シリコン製のカバーは足の接合部にピッタリ密着するので、蒸れた時の不快感はほとんどありません。僕が子どもの頃は、歩くことを目的とした義足で運動をしていましたが、よくあの義足で走っていたと思います。

アンナ:義足にもいろいろな種類がありそうですね。

曽我:日常生活で歩くことを目的としたものや、義足の中にカーボン製のプレートが入っていて走りやすいもの、親指と人差し指の間に溝があってビーチサンダルを履けるものもあります。

僕は感覚が変わるのが嫌でしばらく同じタイプの義足を使っていましたが、今のタイプの義足にして「なんでもっと早くこれにしなかったんだ?」と思ったくらいでした。

アンナ:現役時代に出会っていたらどうなっていたんでしょう。
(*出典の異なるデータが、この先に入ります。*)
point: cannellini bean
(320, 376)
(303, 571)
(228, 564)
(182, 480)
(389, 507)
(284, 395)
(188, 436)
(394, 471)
プロ野球選手になっていたかもしれませんね!

曽我:すごい選手になっていたかもしれないです(笑)。

アンナ:この中学生の男の子も、小さい頃から同じタイプの義足を使っているようです。

曽我:今はたくさん種類がありますし、インターネットでもカタログが見られるので、義肢装具士さんと話をしながらいろいろ試してみるのもいいかもしれません。ただ、足がどのくらい残っているかによっては使えない義足もありますし、市町村によって補助金の額や頻度も違うと思います。

義足は割と高価なものですし、補助は年に1回というところが多いと思うので、新しいタイプに変えても合わないとなっても、次の年まで同じ義足を使うことになる可能性もあります。僕が高校生の時は毎日部活をしていたので、さすがに補助が出る1本では1年もたなくて、親に無理を言って1本自費で作ってもらい、なんとか2本で1年を過ごしていました。

アンナ:合わない義足を使い続けるのはつらいですね。

曽我:作る時に仮あわせをして歩いてみたりしますが、重心が少しずれるだけでも膝の部分に隙間ができたり、しっくりこなかったりします。何度も歩きながら微調整を繰り返すとはいえ、実際には毎日長時間使わなければ分からないこともあるので。あとはやっぱり、義足も壊れることがあります。

今、使っているカーボンタイプのものは、自分の身長や体重でカーボンの硬さを決めますが、運動強度が高い動きをすると割れてしまうので、僕は一番硬いタイプを使っています。野球の試合中にバキッと折れてしまったこともありましたね。

アンナ:子どもが成長するに従って運動強度も変わるでしょうし、義肢装具士さんに相談したり、必要であればセカンドオピニオンを聞いてみたりするのもいいかもしれません。